Ingredients:

  • 4 cups shredded cabbage (about half a medium cabbage)
    • Points: 0 (cabbage is zero points on most WW plans)
    • Nutritional Benefits: Cabbage is low in calories, high in fiber, and rich in vitamin C and K.
  • 1 cup roasted corn kernels (about 1 large ear of corn or 1 cup frozen, thawed, and roasted)
    • Points: 2 points (for 1 cup)
    • Nutritional Benefits: Corn is a good source of fiber, vitamins, and minerals.
  • 1 medium tomato, diced
    • Points: 0
    • Nutritional Benefits: Tomatoes are rich in antioxidants like lycopene, as well as vitamins A and C.
  • 1 jalapeño, finely chopped (seeds removed for less heat)
    • Points: 0
    • Nutritional Benefits: Jalapeños add flavor and heat, and are a good source of vitamins C and B6.
  • 1/4 cup chopped fresh cilantro
    • Points: 0
    • Nutritional Benefits: Cilantro adds a fresh, herby flavor and contains antioxidants.
  • 1/4 cup lime juice (juice of 2 limes)
    • Points: 0
    • Nutritional Benefits: Lime juice is rich in vitamin C and adds a refreshing acidity.
  • 1 tablespoon olive oil
    • Points: 4 points
    • Nutritional Benefits: Olive oil is a healthy fat, rich in monounsaturated fats and antioxidants.
  • 1/2 teaspoon cumin powder
    • Points: 0
    • Nutritional Benefits: Cumin adds a warm, earthy flavor and is known for its digestive benefits.
  • Salt and black pepper to taste
    • Points: 0

Directions:

  1. Prepare the Vegetables:
    • In a large mixing bowl, combine the shredded cabbage, roasted corn, diced tomato, chopped jalapeño, and cilantro.
  2. Make the Dressing:
    • In a small bowl, whisk together the lime juice, olive oil, cumin powder, salt, and pepper.
  3. Combine and Toss:
    • Pour the dressing over the vegetable mixture.

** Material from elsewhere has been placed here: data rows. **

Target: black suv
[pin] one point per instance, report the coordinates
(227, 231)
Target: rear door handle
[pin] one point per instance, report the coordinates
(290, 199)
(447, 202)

Toss everything together until the vegetables are evenly coated.
  4. Chill and Serve:
    • Let the coleslaw chill in the refrigerator for at least 15-20 minutes to allow the flavors to meld.
    • Serve as a side dish with your favorite meals like burgers, chicken tacos, beef steak, or burrito bowls.

Serving Size:

  • Makes 4 servings (1 cup per serving)

Nutritional Information (Per Serving):

  • Calories: Approximately 100 kcal
  • Weight Watchers Points: 1.5 points (round up to 2 points per serving)

Tips:

  • Make it Creamy: If you prefer a creamy coleslaw, you can add 1/4 cup of low-fat Greek yogurt or a light mayo. This will add around 1-2 points per serving, depending on the amount used.
  • Add More Veggies: Feel free to add other veggies like bell peppers or red onion to boost the flavor and nutrition without adding points.
  • Spice Level: Adjust the heat by adding more or less jalapeño. For a milder version, you can substitute with bell peppers.

Benefits:

  • Low in Points: This coleslaw is low in points, making it a great side dish that fits well within your daily allowance.
  • Nutrient-Rich: Packed with fiber, vitamins, and antioxidants, this dish supports overall health.
  • Versatile: It pairs well with a variety of dishes, making it a go-to side for many meals.

This Mexican Coleslaw is a fresh, zesty, and healthy side dish that’s perfect for adding flavor to your meals while keeping points low. Enjoy!